Донал встал, рассматривая ее с таким видом, словно он никогда не видел ее раньше.
– Ну, если ты так ненавидишь меня…
– Я не ненавижу тебя, Донал.
Она думала, что ненавидеть – значит желать смерти. Она просто хотела, чтобы он ушел. Пусть процветает дальше, как он процветает сейчас. Он чужой. Все в нем вдруг стало чужим: слухи о его преступлениях, его политика и его жажда денег.
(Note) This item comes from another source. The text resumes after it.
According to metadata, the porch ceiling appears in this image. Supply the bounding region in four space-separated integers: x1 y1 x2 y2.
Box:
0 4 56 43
– Ты всегда была странной… отличной от других, – задумчиво сказал он.
– Так ты поэтому выбрал меня, что я отличалась от знакомых тебе женщин.
Он подошел к окну. Мальчишки играли в снежки в саду. Какое-то время он смотрел на них.
– Что это за дети с нашими мальчиками?
– Они вместе учатся.
– Я бы догадался об этом. Кто они? Откуда? Она поняла, о чем он думает.
– Один из них сын священника, остальные пришли из деревни. Отец Джимми косит траву летом и делает любую работу зимой. Семья Анжело только что приехала из Италии. Отец парикмахер.
Она увидела, что она злится.
– Ты взяла их из первоклассной частной школы и запихнула в дыру с детьми парикмахеров!
– Ты сам ходил в школу в Хелл-Китчен. Боже мой, о чем ты говоришь?
Донал стукнул рукой по столу:
– И ты думаешь, что я позволю им вернуться в то место, откуда начинал сам? Нет! Я хочу, чтобы мои сыновья соперничали с лучшими и были лучше всех. Кастовость, классы определяют все, неужели ты этого не понимаешь? Лучшие школы, связи – это пронизывает весь деловой мир и правительство. Нет, они не могут оставаться здесь. Это окончательно.
Ей был отвратителен его снобизм. Но все-таки в его словах был смысл. Она сама получила лучшее образование.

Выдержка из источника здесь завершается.